All jene Menschen, die ihre schwer erkrankten Verwandten nicht besuchen, ja nicht einmal zu den Begräbnissen verstorbener Angehöriger gehen durften, wurden nun nicht nur durch Cummings’ Handlungen, sondern noch einmal durch die seiner Verteidiger*innen aus der Regierung verhöhnt. Und bei bisher rund 37.000 offiziell registrierten Todesfällen (die Dunkelziffer wird wesentlich höher sein) geht die Zahl der davon persönlich Betroffenen weit in die Hunderttausenden.

Dass Boris Johnson, der gestern diese im Gleichschritt getweetete Solidarisierung mit Cummings angeordnet hatte, das moralische Problem daran nicht bemerkte, spottet seinem vielgepriesenen populistischen Gespür.
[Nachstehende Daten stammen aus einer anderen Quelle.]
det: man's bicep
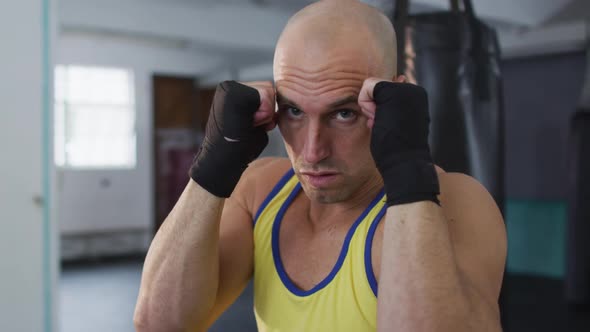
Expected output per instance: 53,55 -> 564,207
441,173 -> 507,306
208,193 -> 254,326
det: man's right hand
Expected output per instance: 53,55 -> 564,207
189,81 -> 275,197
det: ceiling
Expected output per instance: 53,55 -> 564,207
56,0 -> 590,76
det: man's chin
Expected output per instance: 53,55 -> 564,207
302,183 -> 348,204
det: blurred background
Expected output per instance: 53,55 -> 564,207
0,0 -> 590,332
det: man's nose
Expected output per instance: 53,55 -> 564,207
303,122 -> 330,164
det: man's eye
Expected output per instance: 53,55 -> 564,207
335,110 -> 356,120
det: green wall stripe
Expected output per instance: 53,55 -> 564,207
41,0 -> 53,332
506,200 -> 567,278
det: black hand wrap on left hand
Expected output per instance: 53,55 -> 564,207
371,82 -> 440,206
Aus welchen Gründen auch immer er jenen für derart unverzichtbar oder unkündbar hält.

Boris Johnson auf einem großen Bildschirm, der die Bevölkerung aufruft, niemanden zu treffen außer die Menschen im eigenen Haushalt.

APA/AFP/Glyn KIRK

Sonntagabend fuhr ein Lieferwagen vor Dominic Cummings’ Haus in Islington vor und spielte von einer Großleinwand die unmissverständlichen Botschaften seines Chefs ab.

Insofern empfinde ich auch weitere Enthüllungen, wonach Cummings nicht bloß Ende März bis Anfang April, sondern auch Ende April und wieder Mitte Mai in Durham bzw. beim 50 Kilometer von dort entfernten Ausflugsziel Barnard Castle oder im Wald gesehen wurde, beinahe schon als unhilfreiche Ablenkung.

Denn sie machen eine völlig eindeutige zu einer zerfaserten Angelegenheit von Zeugenaussagen über Dinge, die aus der Nähe betrachtet wie Lappalien wirken.

Es ist polizeilich verbrieft, dass Cummings den Lock-down brach, darüber hinaus aber relativ unerheblich, ob er dabei schon krank war oder „nur“ seine Frau, ob er ein, zwei oder drei Mal zwischen London und Durham hin und her fuhr.

Der Kern dieses Skandals liegt nämlich nicht in solchen Details, sondern in der feudalen, arroganten Attitüde einer Regierung, die mit ihrer skandalös zögerlichen Reaktion auf die Coronavirus-Krise die nach den USA weltweit zweithöchste Todesrate eingefahren hat.

Und was immer diese Leute uns in Zukunft noch vorschreiben wollen, vom Social Distancing im Alltag über den verbotenen Verwandtschaftsbesuch bis zur 14-tägigen Quarantäne nach jedem Auslandsaufenthalt, wird ab jetzt bestenfalls wie eine mit dem väterlichen oder sonstigen Instinkt abzuwägende Empfehlung, schlimmstenfalls wie eine komplette Zumutung erscheinen.

Die moralische Autorität ist unwiederbringlich dahin.

Wenn ein Klischee stimmt, dann, dass die Schlange stehenden Brit*innen bei all ihrem Sarkasmus erstaunlich viel (zu viel) guten Willen zu ziviler Kooperation aufbringen.

Den zu verspielen, ist in einer Situation wie dieser ein Akt der allergröbsten Verantwortungslosigkeit.